With the defeat of the ERA, NOW committed itself -- and its members -- to electoral politics, which some have viewed with skepticism but Barakso effectively defends as a strategy for maintaining relevance and a feminist voice in the face of extreme opposition to feminism and progressive politics in general. NOW promised to support feminist (not necessarily female) candidates for office, putting its full support behind the 1984 Walter Mondale and Geraldine Ferraro run for U.S. president and vice-president. Barakso notes that "the failure of the Mondale-Ferraro ticket to win the presidential race in 1984 proved a difficult pill for NOW to swallow" (99), but the organization persisted in drawing attention to formal politics -- the process, the candidates, and the issues -- and drew up various electoral strategies to create feminist change.

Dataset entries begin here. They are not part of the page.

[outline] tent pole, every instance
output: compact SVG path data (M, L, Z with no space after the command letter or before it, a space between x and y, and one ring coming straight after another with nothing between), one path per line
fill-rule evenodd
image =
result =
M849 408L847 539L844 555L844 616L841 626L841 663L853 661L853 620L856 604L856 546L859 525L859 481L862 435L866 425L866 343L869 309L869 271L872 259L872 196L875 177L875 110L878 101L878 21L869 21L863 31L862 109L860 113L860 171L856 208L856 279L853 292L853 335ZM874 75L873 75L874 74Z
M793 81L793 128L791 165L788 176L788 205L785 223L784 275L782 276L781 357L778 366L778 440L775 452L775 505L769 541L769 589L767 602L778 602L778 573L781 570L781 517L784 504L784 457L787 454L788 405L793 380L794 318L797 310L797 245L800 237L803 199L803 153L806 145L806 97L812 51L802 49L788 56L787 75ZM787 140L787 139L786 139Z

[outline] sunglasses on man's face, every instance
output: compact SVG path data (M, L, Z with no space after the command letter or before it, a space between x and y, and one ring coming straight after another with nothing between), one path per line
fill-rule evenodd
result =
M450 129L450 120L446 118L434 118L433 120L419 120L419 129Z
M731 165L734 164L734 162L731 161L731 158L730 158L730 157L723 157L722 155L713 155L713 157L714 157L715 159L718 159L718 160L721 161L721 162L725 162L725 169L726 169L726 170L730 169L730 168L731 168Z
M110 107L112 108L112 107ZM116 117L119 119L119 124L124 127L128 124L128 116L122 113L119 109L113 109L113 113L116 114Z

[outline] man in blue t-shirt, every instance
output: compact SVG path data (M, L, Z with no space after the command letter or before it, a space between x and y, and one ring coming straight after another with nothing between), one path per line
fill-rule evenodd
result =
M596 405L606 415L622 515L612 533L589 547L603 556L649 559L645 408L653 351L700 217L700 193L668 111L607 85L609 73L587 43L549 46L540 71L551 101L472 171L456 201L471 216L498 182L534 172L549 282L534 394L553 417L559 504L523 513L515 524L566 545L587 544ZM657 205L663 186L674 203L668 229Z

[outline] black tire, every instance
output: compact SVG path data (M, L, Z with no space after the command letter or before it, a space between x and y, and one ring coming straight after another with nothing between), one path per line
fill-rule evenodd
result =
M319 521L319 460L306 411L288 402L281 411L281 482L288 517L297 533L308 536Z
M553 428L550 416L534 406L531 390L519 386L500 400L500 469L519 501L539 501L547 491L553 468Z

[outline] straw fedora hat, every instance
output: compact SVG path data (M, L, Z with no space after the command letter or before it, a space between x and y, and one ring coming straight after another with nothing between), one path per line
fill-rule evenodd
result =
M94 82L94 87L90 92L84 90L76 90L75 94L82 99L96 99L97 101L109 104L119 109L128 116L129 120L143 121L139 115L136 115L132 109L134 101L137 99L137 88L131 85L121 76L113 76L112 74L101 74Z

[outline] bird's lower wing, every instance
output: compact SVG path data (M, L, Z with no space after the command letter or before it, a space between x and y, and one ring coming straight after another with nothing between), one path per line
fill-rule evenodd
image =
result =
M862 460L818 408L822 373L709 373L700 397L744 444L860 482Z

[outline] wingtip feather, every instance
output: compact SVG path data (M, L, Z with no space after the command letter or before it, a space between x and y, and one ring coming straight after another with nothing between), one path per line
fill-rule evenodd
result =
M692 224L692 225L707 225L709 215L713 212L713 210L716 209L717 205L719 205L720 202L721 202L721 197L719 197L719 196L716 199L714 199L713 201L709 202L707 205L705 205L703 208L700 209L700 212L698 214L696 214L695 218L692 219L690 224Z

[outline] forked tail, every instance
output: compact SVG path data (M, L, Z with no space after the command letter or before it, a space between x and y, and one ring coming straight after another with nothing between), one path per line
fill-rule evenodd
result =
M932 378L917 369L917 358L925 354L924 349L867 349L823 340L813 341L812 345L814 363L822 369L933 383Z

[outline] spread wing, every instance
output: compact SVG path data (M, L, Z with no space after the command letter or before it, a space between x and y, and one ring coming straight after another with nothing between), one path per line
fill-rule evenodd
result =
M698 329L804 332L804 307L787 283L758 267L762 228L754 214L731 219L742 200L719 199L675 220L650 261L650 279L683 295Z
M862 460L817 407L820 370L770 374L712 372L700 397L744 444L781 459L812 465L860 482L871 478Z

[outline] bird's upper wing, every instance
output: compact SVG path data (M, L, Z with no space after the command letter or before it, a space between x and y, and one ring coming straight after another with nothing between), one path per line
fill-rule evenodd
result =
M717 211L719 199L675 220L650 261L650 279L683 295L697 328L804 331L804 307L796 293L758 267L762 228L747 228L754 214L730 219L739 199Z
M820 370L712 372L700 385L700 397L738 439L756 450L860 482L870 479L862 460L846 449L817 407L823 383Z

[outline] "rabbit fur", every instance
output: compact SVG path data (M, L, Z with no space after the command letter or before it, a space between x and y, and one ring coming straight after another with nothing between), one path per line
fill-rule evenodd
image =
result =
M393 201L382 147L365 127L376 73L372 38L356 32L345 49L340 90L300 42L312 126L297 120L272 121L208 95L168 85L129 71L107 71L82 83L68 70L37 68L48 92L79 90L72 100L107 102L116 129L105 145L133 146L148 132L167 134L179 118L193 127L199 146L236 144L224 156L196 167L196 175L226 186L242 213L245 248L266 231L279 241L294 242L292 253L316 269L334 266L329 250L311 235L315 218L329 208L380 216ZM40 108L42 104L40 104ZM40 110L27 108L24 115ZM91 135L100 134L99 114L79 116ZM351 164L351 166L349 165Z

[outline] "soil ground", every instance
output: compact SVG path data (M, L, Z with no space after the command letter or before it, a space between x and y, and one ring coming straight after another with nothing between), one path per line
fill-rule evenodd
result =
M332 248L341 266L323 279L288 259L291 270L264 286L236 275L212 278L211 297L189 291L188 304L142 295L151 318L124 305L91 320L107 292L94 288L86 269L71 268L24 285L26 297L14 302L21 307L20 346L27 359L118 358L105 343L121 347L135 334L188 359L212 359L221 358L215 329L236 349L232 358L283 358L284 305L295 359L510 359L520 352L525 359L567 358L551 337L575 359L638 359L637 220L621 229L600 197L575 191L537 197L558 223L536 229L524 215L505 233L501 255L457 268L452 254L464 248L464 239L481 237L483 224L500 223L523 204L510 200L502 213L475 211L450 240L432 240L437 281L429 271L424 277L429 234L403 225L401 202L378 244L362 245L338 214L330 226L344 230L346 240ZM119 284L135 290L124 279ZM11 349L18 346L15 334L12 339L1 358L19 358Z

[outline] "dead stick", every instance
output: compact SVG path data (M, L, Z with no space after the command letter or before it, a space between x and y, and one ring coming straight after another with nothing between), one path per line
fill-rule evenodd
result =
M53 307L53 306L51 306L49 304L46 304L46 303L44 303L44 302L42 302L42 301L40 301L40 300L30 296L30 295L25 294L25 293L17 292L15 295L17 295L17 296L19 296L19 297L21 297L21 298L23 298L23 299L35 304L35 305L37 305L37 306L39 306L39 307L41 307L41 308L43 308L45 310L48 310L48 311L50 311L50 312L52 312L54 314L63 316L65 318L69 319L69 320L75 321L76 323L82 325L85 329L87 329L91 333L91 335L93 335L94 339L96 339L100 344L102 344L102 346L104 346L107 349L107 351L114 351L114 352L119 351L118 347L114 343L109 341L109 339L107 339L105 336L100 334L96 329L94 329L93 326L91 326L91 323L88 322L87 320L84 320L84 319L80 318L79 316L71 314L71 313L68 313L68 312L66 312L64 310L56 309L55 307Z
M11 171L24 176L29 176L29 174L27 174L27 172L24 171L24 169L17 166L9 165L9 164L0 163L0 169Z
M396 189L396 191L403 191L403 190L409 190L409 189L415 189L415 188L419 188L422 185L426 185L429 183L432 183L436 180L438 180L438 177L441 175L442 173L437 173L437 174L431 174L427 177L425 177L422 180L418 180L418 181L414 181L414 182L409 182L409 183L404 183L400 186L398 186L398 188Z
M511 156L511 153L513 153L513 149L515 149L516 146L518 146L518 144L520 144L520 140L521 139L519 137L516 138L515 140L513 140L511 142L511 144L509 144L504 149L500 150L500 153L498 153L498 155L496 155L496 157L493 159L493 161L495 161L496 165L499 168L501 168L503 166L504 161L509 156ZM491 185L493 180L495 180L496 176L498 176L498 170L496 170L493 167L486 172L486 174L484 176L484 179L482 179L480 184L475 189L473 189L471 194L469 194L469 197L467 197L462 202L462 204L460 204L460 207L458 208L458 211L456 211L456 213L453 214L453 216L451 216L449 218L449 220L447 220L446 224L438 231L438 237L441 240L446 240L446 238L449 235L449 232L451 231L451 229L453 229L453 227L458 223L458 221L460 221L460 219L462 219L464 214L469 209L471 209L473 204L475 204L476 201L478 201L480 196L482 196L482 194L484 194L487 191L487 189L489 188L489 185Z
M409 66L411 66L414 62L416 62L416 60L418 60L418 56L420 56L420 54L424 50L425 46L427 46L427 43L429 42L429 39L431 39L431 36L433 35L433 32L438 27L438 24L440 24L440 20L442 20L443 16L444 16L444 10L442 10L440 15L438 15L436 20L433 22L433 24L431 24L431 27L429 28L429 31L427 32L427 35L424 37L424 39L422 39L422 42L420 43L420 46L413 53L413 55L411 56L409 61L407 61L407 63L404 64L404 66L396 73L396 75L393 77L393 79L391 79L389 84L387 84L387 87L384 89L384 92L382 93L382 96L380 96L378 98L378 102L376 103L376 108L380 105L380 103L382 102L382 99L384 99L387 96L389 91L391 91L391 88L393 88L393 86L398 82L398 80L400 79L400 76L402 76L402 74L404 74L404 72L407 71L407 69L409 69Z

The growing clout of the religious Right and threats to Roe v. Wade endangered the organization's livelihood, but rather than cave to shifting cultural tides, NOW members developed a stronger, more oppositional voice, most notably on the issue of abortion. On this issue and at this time in the mid-1980s, Barakso suggests that "NOW found itself outside the 'mainstream' of liberal groups because it was more vocal, more demanding, and less willing to compromise" on its stance of abortion on demand and accessible birth control (118). Internally, some members complained that NOW paid too much attention to the issue of abortion, threatening to become a single-issue group or focusing too much on clinic defense at the expense of other important feminist issues. Externally, other prominent feminists argued against NOW in the sense that abortion was not the only issue women faced; instead, they protested that feminist groups must attend to economic, family, and child-care issues. As a result, Barakso suggests that the organization has become isolated from coalition work, at least at the national level. The shift to a focus on electoral politics and the unwavering commitment to abortion rights raised questions about the principles that had guided NOW's philosophy and action -- most notably maintainnig poltiical independence and focusing on diverse issues--but the organization has survived through four tumultuous decades.
Although Barakso insists that NOW survived because of its commitment to its guiding principles, she does not reveal how NOW has done so, most notably in its commitment to grassroots activism. This becomes the greatest weakness of the book. For example, when she discusses the mid-1970s "leadership crisis" in which some NOW leaders sought to implement a delegate system that other leaders saw as a violation of the democratic spirit of the organization and of feminism, Barakso misses an important opportunity to explore how chapter members responded to the issue, choosing to focus instead on the way the crisis played out at the national level (see pp. 59-63). Here and at other points, this book lacks the voices of NOW activists at the grassroots level.
That said, however, Barakso issues an important call for further research on grassroots activists in NOW chapters -- I have benefited greatly from Barakso's work in my own study of NOW chapters across the country -- and I look forward to other scholars' work in this area. She goes a long way toward explaining and analyzing the dynamics of this feminist activist organization, and Governing NOW gives us a wonderful analysis of this largest second-wave U.S. feminist organization.